Depois que o Wall Street Journal informou que a Sourcebook havia decidido adiar o lançamento da versão eletrônica de Bran Hambric, muitos blogs criticaram a empresa por sua atitude.

Mike Shatzkin, fundador e presidente-executivo da Idea Logical, uma consultoria que orienta editoras quanto a questões relacionadas a formatos digitais, disse não acreditar que os compradores de livros eletrônicos estejam roubando vendas às versões em capa dura. "As pessoas que leem livros eletrônicos não costumam comprar livros em papel, e as pessoas que compram livros em papel não compram livros eletrônicos", ele disse. Os livros eletrônicos por enquanto continuam a responder por apenas 1% a 2% das vendas totais de livros nos Estados Unidos.

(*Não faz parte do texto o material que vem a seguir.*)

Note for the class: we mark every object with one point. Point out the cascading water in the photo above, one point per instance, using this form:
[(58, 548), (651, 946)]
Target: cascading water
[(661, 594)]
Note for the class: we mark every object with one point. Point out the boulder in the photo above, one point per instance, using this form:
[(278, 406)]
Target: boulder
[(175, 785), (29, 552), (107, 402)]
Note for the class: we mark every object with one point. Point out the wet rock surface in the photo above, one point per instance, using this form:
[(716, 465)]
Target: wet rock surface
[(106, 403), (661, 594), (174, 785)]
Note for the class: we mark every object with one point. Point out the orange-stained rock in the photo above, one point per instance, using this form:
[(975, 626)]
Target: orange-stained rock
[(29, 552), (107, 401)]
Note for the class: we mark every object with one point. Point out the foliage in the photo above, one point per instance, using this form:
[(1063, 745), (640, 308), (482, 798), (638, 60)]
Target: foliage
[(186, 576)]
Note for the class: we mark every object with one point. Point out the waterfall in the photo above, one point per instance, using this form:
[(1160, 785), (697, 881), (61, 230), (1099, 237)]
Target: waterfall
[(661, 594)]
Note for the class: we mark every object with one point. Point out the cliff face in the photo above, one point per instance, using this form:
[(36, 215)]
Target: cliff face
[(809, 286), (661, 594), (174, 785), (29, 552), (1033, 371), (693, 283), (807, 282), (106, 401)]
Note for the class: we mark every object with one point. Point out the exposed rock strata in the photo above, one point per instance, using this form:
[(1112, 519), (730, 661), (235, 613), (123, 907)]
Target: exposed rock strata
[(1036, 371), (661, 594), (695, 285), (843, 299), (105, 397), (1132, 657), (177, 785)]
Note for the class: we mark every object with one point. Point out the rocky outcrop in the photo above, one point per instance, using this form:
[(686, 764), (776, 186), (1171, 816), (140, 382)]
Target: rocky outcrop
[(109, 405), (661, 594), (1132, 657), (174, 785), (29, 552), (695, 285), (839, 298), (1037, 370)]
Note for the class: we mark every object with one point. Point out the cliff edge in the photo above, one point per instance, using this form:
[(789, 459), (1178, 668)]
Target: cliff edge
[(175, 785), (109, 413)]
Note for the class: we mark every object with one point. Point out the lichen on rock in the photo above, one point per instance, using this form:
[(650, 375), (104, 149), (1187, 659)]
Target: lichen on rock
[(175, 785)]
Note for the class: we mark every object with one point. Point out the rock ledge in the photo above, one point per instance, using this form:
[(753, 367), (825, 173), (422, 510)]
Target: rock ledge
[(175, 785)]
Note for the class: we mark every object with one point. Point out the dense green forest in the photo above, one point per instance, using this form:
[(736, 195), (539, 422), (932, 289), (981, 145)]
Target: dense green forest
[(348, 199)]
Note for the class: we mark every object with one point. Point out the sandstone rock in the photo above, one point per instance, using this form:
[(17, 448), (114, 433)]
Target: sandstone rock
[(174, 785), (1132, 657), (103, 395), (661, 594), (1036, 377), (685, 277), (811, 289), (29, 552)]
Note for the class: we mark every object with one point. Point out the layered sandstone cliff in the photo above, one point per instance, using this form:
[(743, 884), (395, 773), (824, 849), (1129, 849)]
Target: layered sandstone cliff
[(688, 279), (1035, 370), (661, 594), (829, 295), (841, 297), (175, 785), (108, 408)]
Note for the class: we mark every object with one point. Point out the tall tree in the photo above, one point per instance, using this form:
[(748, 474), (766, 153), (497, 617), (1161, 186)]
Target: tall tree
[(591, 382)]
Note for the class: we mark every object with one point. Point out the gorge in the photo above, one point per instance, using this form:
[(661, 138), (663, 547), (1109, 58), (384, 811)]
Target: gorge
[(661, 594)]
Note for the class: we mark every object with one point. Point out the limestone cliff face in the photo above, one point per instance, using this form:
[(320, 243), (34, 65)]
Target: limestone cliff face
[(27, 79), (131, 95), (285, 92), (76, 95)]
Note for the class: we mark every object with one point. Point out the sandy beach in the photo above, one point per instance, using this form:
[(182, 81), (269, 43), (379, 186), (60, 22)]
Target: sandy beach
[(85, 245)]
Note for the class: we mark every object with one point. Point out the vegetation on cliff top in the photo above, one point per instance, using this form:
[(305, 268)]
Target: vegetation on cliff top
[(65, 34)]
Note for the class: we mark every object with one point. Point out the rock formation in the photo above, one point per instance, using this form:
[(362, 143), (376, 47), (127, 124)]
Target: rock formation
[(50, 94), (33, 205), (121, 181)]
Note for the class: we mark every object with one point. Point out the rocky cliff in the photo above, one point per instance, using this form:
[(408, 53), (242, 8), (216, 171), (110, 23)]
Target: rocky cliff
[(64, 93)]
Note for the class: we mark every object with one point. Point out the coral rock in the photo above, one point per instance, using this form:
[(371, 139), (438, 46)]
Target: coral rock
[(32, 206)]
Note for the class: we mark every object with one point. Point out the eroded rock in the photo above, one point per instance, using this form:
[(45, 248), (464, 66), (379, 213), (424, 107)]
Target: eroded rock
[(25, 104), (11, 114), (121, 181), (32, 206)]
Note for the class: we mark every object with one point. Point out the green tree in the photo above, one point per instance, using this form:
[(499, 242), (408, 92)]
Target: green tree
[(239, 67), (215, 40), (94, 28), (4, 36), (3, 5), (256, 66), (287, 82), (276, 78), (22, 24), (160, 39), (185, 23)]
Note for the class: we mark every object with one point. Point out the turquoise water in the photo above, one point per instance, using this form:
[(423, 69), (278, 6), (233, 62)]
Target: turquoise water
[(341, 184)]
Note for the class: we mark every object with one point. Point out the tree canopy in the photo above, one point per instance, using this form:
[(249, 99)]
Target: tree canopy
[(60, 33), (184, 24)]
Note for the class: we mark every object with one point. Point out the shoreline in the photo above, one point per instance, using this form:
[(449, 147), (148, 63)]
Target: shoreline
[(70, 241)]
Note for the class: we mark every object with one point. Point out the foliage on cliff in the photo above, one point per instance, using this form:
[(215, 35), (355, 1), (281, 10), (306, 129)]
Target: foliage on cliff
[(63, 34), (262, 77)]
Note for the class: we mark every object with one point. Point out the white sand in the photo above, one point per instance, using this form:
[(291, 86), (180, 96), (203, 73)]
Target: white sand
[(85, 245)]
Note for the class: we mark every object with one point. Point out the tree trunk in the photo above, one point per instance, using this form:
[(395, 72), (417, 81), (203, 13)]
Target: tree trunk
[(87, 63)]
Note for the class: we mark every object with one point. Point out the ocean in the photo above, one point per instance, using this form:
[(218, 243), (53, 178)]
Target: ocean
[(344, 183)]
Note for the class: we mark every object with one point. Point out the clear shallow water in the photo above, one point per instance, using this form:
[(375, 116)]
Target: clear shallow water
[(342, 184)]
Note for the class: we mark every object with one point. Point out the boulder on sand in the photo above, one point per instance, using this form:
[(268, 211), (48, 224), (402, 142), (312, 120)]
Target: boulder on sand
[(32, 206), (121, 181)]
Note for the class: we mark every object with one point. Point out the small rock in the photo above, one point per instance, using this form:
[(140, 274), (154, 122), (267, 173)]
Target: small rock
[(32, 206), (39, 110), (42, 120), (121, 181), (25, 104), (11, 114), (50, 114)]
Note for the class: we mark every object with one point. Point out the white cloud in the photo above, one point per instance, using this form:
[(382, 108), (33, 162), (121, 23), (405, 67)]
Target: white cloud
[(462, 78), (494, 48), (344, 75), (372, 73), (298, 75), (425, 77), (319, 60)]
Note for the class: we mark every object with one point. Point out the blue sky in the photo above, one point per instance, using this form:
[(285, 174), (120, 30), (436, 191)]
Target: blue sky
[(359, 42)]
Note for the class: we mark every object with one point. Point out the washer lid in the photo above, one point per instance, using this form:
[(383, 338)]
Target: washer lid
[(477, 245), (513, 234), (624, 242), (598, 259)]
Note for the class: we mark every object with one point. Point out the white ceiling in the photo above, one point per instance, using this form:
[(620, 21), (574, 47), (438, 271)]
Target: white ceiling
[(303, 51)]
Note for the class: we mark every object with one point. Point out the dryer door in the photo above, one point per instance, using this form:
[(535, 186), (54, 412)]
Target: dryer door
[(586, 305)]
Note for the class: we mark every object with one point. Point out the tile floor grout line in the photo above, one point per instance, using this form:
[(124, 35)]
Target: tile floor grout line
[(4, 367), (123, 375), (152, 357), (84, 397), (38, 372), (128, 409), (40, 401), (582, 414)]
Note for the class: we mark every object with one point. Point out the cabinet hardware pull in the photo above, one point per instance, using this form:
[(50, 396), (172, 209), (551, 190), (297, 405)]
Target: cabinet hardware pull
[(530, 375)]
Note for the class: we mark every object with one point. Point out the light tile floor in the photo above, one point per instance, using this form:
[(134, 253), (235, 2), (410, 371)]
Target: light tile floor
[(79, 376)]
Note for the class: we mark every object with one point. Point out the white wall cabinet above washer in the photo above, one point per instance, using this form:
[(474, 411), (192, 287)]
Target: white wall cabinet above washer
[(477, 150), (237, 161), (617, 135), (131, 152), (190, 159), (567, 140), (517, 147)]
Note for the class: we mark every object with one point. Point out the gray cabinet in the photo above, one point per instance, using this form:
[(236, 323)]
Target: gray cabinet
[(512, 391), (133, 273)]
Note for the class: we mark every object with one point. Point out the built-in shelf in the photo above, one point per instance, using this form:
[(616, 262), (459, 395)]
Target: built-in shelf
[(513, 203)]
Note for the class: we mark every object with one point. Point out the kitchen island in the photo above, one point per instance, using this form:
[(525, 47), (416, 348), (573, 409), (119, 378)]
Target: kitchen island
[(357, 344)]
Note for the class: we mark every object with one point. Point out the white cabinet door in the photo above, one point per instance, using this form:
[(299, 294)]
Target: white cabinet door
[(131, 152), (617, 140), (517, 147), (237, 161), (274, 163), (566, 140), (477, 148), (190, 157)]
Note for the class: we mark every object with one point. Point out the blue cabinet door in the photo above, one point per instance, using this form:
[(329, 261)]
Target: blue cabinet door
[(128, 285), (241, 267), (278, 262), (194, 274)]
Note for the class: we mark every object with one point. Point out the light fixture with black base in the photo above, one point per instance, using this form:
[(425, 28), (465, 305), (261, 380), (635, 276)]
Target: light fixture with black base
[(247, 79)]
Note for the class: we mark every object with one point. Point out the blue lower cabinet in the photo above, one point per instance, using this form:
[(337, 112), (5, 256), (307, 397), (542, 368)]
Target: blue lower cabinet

Por enquanto, a Amazon está aceitando um prejuízo em cada livro eletrônico que vende, porque em geral paga às editoras metade do preço de capa de um livro em capa dura, no caso dos novos lançamentos. Por isso, as editoras que adiam o lançamento de livros eletrônicos correm o risco de perder vendas, com as quais elas no momento vêm obtendo margens de lucro superiores às dos livros em papel.

Andrew Herdener, porta-voz da Amazon, afirmou que os usuários do Kindle "esperam que os novos lançamentos estejam disponíveis em versões para o aparelho, e continuaremos a trabalhar com afinco para atender a essas expectativas".

Evan Schnittman, vice-presidente de desenvolvimento de negócios na Oxford University Press, disse que a ideia de edições que chegam simultaneamente ao mercado mas oferecidas a preços diferentes era profundamente incômoda para as editoras.

Mas, ele disse, "não acredito que seja possível reter conteúdo que o público deseja. Tenho certeza de que, quando um consumidor decide adquirir um Kindle, está tomando a decisão de se tornar também um consumidor de livros eletrônicos".